Leor Sapir is a scholar at the Manhattan Institute who has become a leading figure in the ongoing effort to bring accountability to a medical field that has run off the rails.
In this episode of the Year Zero podcast, which was recorded in July, we discuss the fast evolving state of the legislative bans on child sex trait modification procedures and the wider project to bring an ongoing medical scandal to heel.
Excerpts:
Parallels between the opioid epidemic and pediatric gender medicine
“There are really interesting parallels between the opioid epidemic and the gender medicine issue. In both cases, for example, it started with medical authority, citing very, very low quality studies, claiming that the use of opioids in cancer patients could be scaled at large, and that the same type of risk benefit ratio would would apply to other types of patients — patients who are not, for example, terminally ill, or even patients with a history of addictions and patterns of addictive behavior. And that, of course, turned out not to be the case. The medical associations got involved and also fueled the opioid epidemic, sometimes for good intentions, sometimes, as in the case of the American Pain Society, because they were influenced by Big pharma money. So there, I think in the case of the opioid epidemic, there was just a clear villain, and the villain was Purdue Pharma. And it was a villain that the American Left loves to hate. Big corporate interests that make money off of health care. Here, I wouldn't want to argue that there aren't kind of pharma interests involved in general medicine, of course, there are, it's a big business, and it's growing too. And we have some evidence that clinics and hospitals that do the procedures as opposed to the psychotherapy get a net benefit from them. And they also, of course, boost their scores on the Corporate Equality Index, and, you know, ESG, and all that stuff. So there's definitely a lot of institutional self interest in doing so called gender affirming care. But I wouldn't argue that the financial motives are primary here. I think that they they definitely play a role. But I would say that the ideology is by far and away the most important factor. But in any case, there are strong parallels to the opioid epidemic. And, you know, this is another example of how we don't learn our lessons.

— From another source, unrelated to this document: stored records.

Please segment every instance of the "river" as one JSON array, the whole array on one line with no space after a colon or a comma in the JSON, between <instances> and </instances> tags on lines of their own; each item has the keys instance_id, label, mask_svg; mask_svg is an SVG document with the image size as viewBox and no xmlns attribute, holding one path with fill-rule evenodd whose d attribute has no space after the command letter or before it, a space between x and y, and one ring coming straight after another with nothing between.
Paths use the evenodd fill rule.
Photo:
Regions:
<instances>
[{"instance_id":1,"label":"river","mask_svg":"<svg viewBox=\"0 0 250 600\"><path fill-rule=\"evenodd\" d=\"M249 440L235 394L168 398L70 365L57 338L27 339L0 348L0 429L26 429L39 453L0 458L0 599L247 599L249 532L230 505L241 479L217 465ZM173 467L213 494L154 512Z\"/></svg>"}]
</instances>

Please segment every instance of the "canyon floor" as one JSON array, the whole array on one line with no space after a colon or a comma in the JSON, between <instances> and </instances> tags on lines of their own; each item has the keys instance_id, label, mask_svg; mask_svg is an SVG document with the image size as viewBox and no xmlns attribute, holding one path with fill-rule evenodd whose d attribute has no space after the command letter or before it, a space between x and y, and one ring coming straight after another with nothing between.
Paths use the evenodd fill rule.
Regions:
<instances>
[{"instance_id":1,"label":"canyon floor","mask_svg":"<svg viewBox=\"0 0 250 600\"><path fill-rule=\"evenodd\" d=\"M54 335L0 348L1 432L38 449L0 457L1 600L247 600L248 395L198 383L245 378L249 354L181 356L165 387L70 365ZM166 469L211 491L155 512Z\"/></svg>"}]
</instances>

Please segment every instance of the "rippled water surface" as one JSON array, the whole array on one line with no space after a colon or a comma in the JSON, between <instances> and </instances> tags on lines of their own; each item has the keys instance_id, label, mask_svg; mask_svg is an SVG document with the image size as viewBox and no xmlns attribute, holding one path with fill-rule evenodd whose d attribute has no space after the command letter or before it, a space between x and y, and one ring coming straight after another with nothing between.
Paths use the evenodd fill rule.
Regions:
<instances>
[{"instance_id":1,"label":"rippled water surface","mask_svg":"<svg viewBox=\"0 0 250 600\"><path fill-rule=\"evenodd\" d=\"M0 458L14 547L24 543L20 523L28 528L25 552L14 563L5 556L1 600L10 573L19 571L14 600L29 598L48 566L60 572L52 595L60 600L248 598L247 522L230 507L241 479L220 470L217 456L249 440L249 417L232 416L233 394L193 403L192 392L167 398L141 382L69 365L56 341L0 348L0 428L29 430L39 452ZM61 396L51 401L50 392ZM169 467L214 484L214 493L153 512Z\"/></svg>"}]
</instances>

On the capture of American policymaking by the NGO Borg
“The ACLU never has to face voters. It's accountable only to its own funders. And those funders are increasingly a small number of deep pocketed foundations, individuals or corporations that give money. And often these people either don't know what's going on or they are themselves highly ideological and out of tune with what what most Americans agree on.
And so the first problem is that with the ACLU, there's no mechanism of accountability between these interest groups and the general public in a way that there is with political parties in the general public. The second problem is that these interest groups almost by definition, are going to get more and more extreme over time, right? Because they usually they're founded for a certain purpose, they have a strong sense of mission. And that sense of mission tends to attract people who are ideologically aligned with that mission. So if it's the ACLU — first of all civil liberties, then it was civil rights, now it's what you might call — what you have called “Successor Ideology.” If it's environmentalism, who's gonna go work at the Environmental Defense Fund, who is going to go work at at the UN — all these organizations: environmentalists, people who are very, very gung ho about environmentalism, and importantly, people who are willing to impose very costly policies on the public, because the kind of trade offs that they're willing to accept are much more extreme than the kind of trade offs that the average citizen would accept.
So these groups, the ACLU, for example, will attract young, very ideological, very woke lawyers — people like Chase Strangio to its ranks and promote them. And so gradually, over time, these groups tend to become more and more extreme in their positions. And because of the way in which the American political system gives them so much power and so much leverage over the policy process, we end up with the politics of radical policymaking. So it's not that other countries don't have similar problems. But here in the United States, because of how our system of government works, these problems tend to be much more extreme and much more intractable.”